May 22, 2023 - Politics & Policy

Biden administration urges Congress to pass GOP-led fentanyl bill

President Joe Biden speaks alongside Director of the Office of Management and Budget Shalanda Young as he introduces his budget request for fiscal year 2023 in the State Dining Room of the White House on March 28, 2022 in Washington, DC.

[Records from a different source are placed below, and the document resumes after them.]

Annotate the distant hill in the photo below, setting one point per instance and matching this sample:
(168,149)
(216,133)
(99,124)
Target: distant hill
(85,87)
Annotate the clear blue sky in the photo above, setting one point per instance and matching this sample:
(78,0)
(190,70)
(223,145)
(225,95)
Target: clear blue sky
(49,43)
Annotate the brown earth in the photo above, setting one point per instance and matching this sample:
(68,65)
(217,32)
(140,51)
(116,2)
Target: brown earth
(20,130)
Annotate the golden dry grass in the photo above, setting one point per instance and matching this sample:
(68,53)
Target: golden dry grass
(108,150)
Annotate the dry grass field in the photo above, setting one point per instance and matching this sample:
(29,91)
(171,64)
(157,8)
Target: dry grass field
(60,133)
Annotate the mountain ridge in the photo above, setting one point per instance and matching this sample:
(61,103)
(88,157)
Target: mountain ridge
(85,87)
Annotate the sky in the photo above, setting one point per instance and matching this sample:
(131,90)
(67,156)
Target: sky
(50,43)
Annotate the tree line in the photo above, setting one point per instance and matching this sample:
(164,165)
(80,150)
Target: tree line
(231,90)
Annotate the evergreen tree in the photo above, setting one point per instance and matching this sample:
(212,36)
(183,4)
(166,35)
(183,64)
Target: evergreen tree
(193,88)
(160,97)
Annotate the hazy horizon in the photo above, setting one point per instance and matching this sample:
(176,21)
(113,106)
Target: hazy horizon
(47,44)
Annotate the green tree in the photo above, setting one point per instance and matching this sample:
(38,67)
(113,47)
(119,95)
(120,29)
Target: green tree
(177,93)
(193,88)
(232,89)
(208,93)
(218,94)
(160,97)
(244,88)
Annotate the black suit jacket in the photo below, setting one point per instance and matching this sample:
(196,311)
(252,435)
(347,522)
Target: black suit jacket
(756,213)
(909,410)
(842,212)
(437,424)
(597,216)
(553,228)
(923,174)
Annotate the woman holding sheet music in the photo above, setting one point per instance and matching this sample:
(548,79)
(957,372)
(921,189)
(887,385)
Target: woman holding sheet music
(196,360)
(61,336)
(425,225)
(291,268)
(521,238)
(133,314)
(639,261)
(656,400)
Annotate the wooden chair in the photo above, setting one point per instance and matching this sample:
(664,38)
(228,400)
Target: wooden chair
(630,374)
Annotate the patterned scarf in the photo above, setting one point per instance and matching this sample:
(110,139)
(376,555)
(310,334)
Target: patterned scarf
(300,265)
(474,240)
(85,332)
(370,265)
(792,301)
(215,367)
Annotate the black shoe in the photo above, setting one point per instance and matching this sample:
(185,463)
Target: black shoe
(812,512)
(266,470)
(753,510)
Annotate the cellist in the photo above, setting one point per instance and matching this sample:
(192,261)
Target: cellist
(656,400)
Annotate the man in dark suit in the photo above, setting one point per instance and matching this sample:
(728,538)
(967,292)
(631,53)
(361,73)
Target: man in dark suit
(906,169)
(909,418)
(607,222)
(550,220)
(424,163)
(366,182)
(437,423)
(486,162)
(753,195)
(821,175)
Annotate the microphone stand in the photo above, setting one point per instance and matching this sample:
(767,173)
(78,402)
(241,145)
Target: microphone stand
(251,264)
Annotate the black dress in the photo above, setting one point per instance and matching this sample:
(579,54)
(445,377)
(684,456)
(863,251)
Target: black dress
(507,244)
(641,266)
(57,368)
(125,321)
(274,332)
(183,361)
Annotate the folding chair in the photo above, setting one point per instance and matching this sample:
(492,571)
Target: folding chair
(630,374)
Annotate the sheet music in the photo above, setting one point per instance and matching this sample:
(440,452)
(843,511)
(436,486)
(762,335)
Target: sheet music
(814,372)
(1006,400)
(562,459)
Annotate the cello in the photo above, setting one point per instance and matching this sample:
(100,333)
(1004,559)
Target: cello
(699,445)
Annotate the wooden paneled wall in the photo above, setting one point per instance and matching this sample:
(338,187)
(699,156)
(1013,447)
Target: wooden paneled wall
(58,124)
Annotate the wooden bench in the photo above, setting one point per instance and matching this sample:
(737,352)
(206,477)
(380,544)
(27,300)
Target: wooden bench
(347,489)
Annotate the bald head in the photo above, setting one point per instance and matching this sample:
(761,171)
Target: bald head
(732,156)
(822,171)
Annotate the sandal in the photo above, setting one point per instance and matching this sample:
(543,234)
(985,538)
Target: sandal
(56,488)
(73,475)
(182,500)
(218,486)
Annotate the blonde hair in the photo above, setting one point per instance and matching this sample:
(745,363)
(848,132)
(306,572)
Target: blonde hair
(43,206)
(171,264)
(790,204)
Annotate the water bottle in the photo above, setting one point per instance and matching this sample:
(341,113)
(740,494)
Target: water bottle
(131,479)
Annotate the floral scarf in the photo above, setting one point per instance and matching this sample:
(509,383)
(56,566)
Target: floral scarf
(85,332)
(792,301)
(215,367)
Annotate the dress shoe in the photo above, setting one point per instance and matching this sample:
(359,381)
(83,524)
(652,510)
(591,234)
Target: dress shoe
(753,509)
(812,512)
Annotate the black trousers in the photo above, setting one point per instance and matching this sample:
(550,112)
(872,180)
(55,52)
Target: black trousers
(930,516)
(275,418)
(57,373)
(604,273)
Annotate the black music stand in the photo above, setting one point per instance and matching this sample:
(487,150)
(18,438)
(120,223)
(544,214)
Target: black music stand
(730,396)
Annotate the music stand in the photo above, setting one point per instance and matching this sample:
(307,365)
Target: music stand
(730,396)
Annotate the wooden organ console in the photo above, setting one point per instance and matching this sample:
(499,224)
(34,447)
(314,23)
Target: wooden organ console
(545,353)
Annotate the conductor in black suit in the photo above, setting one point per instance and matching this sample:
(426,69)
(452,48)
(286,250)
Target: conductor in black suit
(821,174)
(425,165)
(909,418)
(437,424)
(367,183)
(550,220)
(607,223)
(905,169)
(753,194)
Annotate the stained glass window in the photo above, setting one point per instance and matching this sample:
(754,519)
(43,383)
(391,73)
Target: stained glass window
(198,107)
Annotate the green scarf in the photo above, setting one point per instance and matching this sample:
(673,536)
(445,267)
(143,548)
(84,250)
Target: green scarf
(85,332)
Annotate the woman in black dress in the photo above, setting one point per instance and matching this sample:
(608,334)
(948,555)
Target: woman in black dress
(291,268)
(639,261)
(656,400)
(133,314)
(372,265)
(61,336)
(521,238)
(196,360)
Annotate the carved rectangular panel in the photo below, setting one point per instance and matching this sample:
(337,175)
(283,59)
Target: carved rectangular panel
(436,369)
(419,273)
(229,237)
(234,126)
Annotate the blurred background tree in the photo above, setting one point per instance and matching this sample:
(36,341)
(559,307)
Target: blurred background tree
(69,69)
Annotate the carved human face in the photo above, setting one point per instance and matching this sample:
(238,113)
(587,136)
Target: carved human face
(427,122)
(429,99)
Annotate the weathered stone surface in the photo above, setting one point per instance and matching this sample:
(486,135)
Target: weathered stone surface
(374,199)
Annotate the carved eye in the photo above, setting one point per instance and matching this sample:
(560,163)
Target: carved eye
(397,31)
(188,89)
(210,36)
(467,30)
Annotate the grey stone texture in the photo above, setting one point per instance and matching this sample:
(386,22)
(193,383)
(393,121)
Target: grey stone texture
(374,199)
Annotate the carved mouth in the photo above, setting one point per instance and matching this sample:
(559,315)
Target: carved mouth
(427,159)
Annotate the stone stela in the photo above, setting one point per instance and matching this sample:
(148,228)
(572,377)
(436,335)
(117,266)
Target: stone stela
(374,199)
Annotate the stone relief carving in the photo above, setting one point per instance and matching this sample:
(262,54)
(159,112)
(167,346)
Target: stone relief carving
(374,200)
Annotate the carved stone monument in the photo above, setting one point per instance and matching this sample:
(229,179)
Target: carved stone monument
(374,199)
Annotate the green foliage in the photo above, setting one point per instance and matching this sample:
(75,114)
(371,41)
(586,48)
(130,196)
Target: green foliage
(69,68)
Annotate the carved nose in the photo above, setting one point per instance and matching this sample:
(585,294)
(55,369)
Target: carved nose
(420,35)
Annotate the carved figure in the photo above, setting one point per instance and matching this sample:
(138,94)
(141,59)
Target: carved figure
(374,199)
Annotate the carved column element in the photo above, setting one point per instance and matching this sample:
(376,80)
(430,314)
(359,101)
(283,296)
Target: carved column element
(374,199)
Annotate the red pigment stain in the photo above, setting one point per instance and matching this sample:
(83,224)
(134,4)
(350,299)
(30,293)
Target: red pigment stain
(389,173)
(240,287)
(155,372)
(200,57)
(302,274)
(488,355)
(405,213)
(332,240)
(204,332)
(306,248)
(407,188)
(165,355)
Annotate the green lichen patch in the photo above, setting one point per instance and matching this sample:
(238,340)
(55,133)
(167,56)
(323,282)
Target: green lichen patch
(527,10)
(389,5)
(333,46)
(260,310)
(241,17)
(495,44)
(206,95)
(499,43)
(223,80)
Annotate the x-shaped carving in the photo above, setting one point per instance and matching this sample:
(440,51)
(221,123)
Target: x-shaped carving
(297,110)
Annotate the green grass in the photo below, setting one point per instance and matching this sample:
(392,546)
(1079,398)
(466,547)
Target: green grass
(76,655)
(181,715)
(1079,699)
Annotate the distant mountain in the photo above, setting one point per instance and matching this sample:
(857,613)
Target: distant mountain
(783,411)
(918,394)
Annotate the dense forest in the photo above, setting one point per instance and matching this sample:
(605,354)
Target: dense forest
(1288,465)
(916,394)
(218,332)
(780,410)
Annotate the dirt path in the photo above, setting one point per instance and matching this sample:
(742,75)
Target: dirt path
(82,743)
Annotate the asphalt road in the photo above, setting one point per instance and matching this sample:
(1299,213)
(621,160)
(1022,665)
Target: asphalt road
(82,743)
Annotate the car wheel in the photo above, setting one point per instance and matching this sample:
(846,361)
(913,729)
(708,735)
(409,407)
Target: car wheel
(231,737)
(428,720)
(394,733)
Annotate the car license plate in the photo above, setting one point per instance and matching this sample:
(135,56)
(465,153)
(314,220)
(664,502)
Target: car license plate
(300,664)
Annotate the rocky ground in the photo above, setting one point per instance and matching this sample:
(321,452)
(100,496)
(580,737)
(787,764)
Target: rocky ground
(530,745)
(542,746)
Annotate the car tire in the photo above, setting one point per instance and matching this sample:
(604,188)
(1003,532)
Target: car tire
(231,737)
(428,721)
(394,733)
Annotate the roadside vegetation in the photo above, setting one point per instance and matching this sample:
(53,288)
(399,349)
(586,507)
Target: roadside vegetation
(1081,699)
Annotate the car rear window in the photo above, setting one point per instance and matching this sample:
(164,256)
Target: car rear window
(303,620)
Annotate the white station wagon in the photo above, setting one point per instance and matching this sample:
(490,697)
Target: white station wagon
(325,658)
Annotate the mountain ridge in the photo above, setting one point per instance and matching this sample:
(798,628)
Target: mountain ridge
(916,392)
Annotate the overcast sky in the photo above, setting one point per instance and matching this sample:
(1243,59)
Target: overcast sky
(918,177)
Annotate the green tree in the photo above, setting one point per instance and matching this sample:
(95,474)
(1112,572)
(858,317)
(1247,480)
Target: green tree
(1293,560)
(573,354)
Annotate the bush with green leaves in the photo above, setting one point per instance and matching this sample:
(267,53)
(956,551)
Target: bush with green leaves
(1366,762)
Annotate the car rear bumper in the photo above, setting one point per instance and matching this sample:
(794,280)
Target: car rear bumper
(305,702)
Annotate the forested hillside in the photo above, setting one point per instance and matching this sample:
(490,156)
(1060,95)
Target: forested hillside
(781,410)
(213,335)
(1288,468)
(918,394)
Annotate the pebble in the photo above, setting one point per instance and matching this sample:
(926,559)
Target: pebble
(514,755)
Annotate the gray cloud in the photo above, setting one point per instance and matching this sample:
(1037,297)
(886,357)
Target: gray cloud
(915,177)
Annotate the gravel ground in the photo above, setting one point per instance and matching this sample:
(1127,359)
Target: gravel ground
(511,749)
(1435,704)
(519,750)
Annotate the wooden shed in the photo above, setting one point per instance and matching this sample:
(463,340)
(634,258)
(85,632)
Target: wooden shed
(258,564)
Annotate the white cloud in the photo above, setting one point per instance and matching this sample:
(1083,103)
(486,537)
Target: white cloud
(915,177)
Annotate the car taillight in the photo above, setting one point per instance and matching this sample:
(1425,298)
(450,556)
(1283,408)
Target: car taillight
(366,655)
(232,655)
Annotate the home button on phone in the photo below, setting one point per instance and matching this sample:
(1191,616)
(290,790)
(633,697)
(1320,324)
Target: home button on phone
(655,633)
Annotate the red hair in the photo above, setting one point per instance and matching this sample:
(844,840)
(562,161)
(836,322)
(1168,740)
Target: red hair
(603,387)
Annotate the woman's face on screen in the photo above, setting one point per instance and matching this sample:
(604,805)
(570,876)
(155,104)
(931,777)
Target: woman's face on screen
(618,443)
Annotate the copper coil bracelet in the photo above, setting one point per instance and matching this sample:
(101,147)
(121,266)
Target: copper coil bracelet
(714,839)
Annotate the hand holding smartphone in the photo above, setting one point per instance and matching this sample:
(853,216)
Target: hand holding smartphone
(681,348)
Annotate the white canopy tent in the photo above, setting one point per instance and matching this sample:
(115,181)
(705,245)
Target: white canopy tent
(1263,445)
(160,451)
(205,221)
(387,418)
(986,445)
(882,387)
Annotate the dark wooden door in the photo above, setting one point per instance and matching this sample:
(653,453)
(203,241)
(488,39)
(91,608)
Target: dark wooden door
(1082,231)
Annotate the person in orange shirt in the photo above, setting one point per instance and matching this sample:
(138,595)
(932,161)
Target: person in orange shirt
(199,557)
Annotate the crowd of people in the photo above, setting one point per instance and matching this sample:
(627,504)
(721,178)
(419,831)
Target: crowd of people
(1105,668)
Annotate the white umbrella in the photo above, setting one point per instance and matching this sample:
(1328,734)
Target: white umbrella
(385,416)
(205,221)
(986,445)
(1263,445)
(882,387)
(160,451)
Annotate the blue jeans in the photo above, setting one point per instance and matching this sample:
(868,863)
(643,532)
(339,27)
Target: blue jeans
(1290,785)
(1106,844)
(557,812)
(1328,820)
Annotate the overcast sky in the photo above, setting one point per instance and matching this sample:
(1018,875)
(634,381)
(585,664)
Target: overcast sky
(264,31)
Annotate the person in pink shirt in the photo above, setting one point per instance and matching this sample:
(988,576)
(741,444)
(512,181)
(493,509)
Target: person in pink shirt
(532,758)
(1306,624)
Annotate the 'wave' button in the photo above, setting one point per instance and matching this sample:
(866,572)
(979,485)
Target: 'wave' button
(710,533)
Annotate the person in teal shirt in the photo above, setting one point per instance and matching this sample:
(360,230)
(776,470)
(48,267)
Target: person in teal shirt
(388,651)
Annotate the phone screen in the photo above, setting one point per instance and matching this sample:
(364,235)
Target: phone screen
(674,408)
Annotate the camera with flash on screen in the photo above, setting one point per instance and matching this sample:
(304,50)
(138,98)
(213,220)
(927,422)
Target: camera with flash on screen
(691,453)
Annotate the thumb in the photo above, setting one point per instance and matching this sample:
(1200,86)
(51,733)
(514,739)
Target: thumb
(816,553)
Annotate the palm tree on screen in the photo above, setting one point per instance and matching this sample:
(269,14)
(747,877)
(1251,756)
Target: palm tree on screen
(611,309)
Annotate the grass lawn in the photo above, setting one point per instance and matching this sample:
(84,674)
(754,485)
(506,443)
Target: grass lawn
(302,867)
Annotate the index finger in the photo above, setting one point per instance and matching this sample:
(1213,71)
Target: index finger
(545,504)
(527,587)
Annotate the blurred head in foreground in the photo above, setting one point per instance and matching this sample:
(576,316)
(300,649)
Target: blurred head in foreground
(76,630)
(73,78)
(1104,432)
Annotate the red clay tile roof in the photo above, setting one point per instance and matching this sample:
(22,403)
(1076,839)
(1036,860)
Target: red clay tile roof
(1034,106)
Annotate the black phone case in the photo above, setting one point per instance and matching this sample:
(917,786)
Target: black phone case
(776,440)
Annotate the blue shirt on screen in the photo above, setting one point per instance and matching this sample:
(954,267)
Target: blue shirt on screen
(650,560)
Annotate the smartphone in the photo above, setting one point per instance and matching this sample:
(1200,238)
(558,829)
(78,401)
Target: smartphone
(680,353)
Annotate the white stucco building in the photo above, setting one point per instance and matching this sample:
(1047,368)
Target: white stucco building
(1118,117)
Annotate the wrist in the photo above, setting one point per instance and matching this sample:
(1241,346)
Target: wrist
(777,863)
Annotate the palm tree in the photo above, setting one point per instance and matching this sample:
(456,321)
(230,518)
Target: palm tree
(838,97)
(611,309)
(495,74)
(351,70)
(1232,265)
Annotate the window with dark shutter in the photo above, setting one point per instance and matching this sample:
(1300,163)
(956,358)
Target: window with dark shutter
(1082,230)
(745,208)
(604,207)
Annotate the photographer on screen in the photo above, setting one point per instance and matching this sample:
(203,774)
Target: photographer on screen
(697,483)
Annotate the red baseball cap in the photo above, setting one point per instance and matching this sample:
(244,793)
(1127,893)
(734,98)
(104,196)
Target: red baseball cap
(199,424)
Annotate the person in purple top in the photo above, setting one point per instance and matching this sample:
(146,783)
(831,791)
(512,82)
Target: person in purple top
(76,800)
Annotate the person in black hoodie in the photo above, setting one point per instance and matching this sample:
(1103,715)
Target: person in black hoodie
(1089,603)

Office of Management and Budget director Shalanda Young alongside President Biden at the White House in March. Photo: Anna Moneymaker/Getty Images

The Biden administration called on Congress Monday to pass a bill aimed at tackling fentanyl trafficking in the U.S., which would see the synthetic opioid raised to the highest classification of illegal drugs.

Why it matters: The administration's public support for the Republican-led Halt All Lethal Trafficking of (HALT) Fentanyl Act comes amid a growing synthetic opioid crisis in the U.S.

  • A report published earlier this month found the U.S. overdose death rate involving fentanyl nearly quadrupled from 2016 to 2021.

Driving the news: Reps. Morgan Griffith (R-Va.) and Bob Latta (R-Ohio) introduced the bill in the House earlier this year, which would permanently place all fentanyl-related substances into a schedule I class.

  • That means the currently labeled schedule II drug would be labeled as a drug with a high potential for abuse, which has no currently accepted medical value and is subject to regulatory controls and administrative, civil and criminal penalties under the Controlled Substances Act.

What to watch: The House is expected to vote on the bill this week.

What they're saying: The White House Office of Management and Budget said in a letter that the Biden administration was calling on Congress "to pass all of these critical measures to improve public safety and save lives."

  • Latta tweeted: "Lives are on the line — 77% of adolescent overdose deaths in 2021 were from illicit fentanyl poisonings."